North American like-for-like revenues, which strip out currency swings and acquisitions, fell 1.1% in the April to June period, the group reported on Tuesday evening.

L'Oreal shares were down 4.1% at 0807 GMT, and were among the worst performers on Paris' SBF 120 index of French companies <.SBF120>.

"The United States was clearly the weak point of this first semester," Chairman and Chief Executive Jean-Paul Agon told an analyst conference call on Wednesday.

U.S. demand faltered for both L'Oreal's mass market make-up ranges and luxury items - where it competes with the likes of MAC maker Estee Lauder - and the company had lost some market share, Agon said.

Product launches, including Valentino and Yves Saint Laurent perfumes, might help in the second half of 2019, but the market would remain soft, he added.

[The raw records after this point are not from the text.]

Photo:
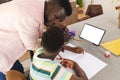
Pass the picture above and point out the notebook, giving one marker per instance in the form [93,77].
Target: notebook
[92,34]
[113,46]
[89,63]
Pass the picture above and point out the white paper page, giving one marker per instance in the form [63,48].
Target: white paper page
[90,64]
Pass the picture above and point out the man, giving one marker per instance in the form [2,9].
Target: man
[43,66]
[22,24]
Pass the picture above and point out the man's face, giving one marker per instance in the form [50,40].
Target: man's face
[55,16]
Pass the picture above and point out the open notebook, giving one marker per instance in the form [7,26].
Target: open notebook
[90,64]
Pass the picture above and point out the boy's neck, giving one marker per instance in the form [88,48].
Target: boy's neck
[47,55]
[42,55]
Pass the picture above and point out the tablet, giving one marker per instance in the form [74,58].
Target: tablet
[92,33]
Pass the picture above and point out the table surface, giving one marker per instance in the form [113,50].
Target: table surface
[109,23]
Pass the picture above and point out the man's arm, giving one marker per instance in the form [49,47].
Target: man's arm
[80,74]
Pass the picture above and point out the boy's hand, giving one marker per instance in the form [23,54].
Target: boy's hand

"We are very clearly strengthening our plans for the second half, for next year, we really intend to bounce back in the United States but it may take some time," Agon said. "It probably will not happen before the end of the year."

Overall in the second quarter, L'Oreal posted a 6.8% rise in like-for-like sales across all regions in the period, missing expectations for growth of 7.4%.

"L'Oreal trades on its top-line growth," analysts at Bernstein said in a note, adding that revenue growth was still strong but had dipped below a quarterly pace of 7% for the first time in a year. "The worry is whether we are past the peak and if growth will 'normalise' from here."

The cosmetics firm has also been trying to turn around its mass market division, home to brands sold in supermarkets such as Garnier shampoo.

Sales in this area were sluggish in the second quarter, growing 2.8% on a like-for-like basis, and missed analyst forecasts.

Agon said he expected improvements here in the second half of 2019, however, thanks in part to a focus on developing ranges with more natural ingredients, tapping into demand for greener cosmetics.